As cardiac stimulation devices become more technologically complex, it has become challenging to reduce their overall size or even maintain their existing size. Reducing the size of a cardiac stimulation device benefits the patient who must carry the device, and it may also lead to an improved procedure for implanting the device. Accordingly, there are continuous efforts within the medical device industry to reduce the size of pacemakers, defibrillators and other implantable medical devices.
Cardiac stimulation devices typically contain, among other components, an outer casing which houses an electronics module, a battery, various interconnection circuitry, and stimulus leads for attachment to a patient's heart. The electronics module of such cardiac stimulation devices is often a multi-level hybrid circuit structure. The multi-level module is ordinarily designed to achieve a low-volume configuration to facilitate placement within the limited confines of an associated housing. Multi-level circuit modules may contain separate vertically stacked substrates, i.e., platforms, having individual circuit components mounted on the substrates. A protective cover, or lid, is typically placed over any exposed electronic circuitry of the multi-level module.
Depending upon the particular design, multi-level modules found in cardiac stimulation devices, or other suitable devices, may require interconnection among components or terminals of different platform levels. The interconnection among components of different levels may be made through miniature wire-bonds attached to individual contacts. To achieve interconnection among various platform levels, it is common to design the various platforms of different size so that the wire bonds may extend over an edge of one platform in order to contact a surface of a second platform.
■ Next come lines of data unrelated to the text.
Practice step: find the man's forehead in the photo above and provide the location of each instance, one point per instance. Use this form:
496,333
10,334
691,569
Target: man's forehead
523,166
There have been many approaches documented in prior art publications for constructing a multi-layer or three-dimensional circuit module. For example, in U.S. Pat. No. 5,222,014 issued to Lin, and Japanese publication No. 1-147850 issued to Kuwabara, independent circuit platforms are stacked above a substrate and interconnected through solder joints or wire-bonds. In each case a lid may be placed over the structure to protect the underlying circuitry. In such prior art circuit structures, the interconnection among various platform levels is made by extending a wire-bond, or other connection means, over an edge of a higher platform to a lower platform level. One drawback to this method of interconnection is the need for platform levels of successively smaller surface area. For example, in Japanese publication No. 62-260353 issued to Yoshida, individual platform levels are placed on top of one another for achieving a stacked semiconductor device. However, because each stacked platform of the device in Yoshida decreases in size, a successively smaller surface area is available on each of the stacked platforms.
A second drawback of the device in Yoshida, and other devices found in the prior art, is the requirement that all multi-level connections be made about an outside perimeter of a particular platform level. This requirement limits the design constraints with respect to component layout which in some cases may lead to a less than optimal configuration of components atop the platform levels.
Therefore, there is a need in the art for an improved pacemaker design which allows for the packaging of internal electrical components to optimize use of multi-level surface area. There is also a need in the art for an improved multi-level circuit structure module which allows for greater flexibility in the design of electrical component layout.